Contre toute attente, l’état du motel ne s’améliore pas et, comble de malchance, aucun infirmier ni médecin n’est présent[1] à bord. Heureusement, le commandant en second consulte son « médecin de papier »[2], pose le bon diagnostic et sauve par-là même la vie du motel : celui-ci souffre en fait d’une méningite foudroyante ! L’exercice est suspendu, le bâtiment fait surface et le motel est immédiatement hélitreuillé sur la frégate avant d’être transféré en urgence à Brest. À quelques heures près, il y passait…
Confiné sur ce bâtiment où l’espace vital est d’environ un mètre carré par personne, le reste du personnel est, lui aussi, susceptible de contracter la maladie. Par conséquent, l’équipage fait route aussitôt vers Lorient, où il est vacciné et placé en quarantaine pendant cinq jours dans une pièce de la base sous-marine.
Cet incident est à ce point exceptionnel, que les journaux et les médias s’en feront l’écho, suscitant l’inquiétude que l’on imagine au sein des familles. Au final, plus de peur que de mal, heureusement.
Éric George évoque une mission beaucoup plus longue à bord de la Psyché, car elle durera exceptionnellement plus de 5 mois. Concrètement, elle consiste à entraîner la marine américaine à la lutte contre des sous-marins classiques. À l’époque, la menace potentielle émane en effet de pays d’Afrique du nord ou du Moyen-Orient, qui disposent de sous-marins capables de menacer une flotte américaine en opérations. La Psyché appareille donc de Lorient en octobre, effectue une première escale un mois plus tard à Ponta Delgada, aux Açores, puis traverse l’Atlantique durant les 3 semaines suivantes, en plongée la journée, en surface la nuit, afin de recharger les batteries et transiter ainsi à plus forte allure. Elle arrive à Fort-de-France début décembre et y fait escale pendant un mois, à couple du Rhône[3], pour effectuer l’entretien intermédiaire du navire.

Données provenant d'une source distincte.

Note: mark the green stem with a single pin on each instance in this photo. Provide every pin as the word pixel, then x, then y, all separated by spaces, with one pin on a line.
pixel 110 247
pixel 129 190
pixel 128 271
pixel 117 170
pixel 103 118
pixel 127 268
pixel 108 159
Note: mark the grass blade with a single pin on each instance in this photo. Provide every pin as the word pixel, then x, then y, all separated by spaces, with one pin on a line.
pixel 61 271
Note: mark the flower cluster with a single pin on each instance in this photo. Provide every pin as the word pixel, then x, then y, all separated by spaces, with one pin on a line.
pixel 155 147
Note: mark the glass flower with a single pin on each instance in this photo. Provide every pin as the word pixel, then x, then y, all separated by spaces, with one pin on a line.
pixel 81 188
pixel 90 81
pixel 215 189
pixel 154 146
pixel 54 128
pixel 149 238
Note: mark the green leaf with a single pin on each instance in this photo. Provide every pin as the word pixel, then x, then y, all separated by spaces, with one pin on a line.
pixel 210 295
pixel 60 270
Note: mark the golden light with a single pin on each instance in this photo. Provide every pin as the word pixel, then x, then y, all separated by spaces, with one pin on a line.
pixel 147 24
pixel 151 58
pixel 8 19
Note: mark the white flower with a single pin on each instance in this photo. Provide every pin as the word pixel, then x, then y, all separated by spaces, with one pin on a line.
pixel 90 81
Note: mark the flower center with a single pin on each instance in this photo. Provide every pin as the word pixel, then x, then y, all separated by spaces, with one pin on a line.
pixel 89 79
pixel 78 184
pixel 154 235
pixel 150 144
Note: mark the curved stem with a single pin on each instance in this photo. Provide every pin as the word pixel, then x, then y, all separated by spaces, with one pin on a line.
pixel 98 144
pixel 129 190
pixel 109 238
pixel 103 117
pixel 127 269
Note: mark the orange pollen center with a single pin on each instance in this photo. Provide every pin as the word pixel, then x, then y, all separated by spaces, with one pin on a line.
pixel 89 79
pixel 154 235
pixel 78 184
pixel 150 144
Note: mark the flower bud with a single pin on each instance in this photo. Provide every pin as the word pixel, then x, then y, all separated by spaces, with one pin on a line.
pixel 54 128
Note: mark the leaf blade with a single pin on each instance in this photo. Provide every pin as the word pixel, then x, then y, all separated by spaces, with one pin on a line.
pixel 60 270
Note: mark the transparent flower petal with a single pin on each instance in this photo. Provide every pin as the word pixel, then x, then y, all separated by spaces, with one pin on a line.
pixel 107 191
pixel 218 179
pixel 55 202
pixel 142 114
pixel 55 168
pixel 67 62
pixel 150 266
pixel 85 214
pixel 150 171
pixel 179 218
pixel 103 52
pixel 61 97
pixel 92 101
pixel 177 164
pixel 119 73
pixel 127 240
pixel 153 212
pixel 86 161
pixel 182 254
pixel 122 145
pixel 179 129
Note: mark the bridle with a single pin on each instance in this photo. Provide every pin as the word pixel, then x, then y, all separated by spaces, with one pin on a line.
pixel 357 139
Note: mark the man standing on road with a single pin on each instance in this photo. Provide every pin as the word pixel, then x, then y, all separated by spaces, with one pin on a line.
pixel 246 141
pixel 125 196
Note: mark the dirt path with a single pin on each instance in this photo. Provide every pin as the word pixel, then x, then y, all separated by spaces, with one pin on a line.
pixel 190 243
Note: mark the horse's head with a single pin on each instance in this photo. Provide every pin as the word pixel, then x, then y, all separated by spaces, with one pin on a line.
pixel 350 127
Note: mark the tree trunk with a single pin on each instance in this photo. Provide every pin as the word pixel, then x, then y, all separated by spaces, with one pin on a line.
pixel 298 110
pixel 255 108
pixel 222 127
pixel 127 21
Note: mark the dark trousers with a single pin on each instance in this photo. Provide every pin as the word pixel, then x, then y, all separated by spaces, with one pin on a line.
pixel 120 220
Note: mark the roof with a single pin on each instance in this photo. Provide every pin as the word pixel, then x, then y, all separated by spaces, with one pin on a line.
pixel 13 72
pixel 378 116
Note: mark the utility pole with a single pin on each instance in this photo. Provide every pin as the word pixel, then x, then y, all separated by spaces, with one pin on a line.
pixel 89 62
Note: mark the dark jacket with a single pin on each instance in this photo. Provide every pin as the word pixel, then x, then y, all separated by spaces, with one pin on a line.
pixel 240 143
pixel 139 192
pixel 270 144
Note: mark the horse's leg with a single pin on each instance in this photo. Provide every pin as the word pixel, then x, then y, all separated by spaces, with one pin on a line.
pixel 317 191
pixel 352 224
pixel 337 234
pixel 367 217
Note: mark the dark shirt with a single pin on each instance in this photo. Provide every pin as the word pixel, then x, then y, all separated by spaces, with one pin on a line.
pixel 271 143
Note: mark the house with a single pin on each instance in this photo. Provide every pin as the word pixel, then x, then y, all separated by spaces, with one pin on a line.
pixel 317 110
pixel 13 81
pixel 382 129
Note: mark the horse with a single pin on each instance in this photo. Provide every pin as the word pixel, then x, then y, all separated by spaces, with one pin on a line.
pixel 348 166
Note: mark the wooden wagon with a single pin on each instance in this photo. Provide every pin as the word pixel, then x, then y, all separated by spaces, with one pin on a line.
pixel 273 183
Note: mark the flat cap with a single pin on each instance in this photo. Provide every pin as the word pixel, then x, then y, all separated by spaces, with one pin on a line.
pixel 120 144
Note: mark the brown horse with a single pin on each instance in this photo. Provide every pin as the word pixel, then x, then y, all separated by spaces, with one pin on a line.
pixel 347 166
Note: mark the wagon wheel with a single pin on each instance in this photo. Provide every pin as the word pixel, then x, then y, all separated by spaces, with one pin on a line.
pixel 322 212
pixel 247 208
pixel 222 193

Nouvelle escale, fin décembre, aux Saintes, au sud de la Guadeloupe. Pour l’occasion, l’équipage reçoit la visite du Père Noël… qui les rejoint à bord d’un autre sous-marin. Un répit de courte durée avant un retour éclair à Fort-de-France, puis cap sur Porto-Rico, avant le terminus à Norfolk, où sont basés les plus grands sous-marins américains. Un épisode insolite pour ce minuscule « classique » français qui va entraîner des nucléaires yankees de plus de 100 mètres de long !
Au cours de ces exercices franco-américains, quelques avaries mineures obligeront la Psyché à rebrousser chemin à plusieurs reprises vers Norfolk, avant de faire route vers les Bermudes, puis retraverser l’Atlantique et retrouver la base de Lorient en mars.
Qui plus est, durant toute cette mission, l’équipage sera soumis au régime de la bannette chaude.* À propos de chaleur, il connaîtra surtout des conditions de vie délicates suite à une panne du système censé réfrigérer l’air du bord. Et comme un malheur n’arrive jamais seul, les déshumidificateurs d’air subissent le même sort. La température atteint alors les 35°C dans les postes de repos, et 55 à 60°C à la machine, avec un taux d’humidité de 100 %. Galère !
À bas les jeans et les vêtements de coton. Tous en short, torse nu, sandales « midship » en cuir aux pieds, à tous les postes de quart. Et ce, durant plusieurs semaines, avec la contrainte supplémentaire de disposer pour sa toilette, d’à peine 2 litres d’eau tous les deux jours. En effet, les quelques tonnes d’eau douce[4] embarquées lors de l’appareillage sont destinées aux machines ou à la cuisine.
Les conséquences physiques ne tardent pas à se manifester avec, en premier lieu, l’apparition généralisée de la bourbouille[5], traitée tant bien que mal au moyen de la friction de Foucaud[6] bien connue dans la marine.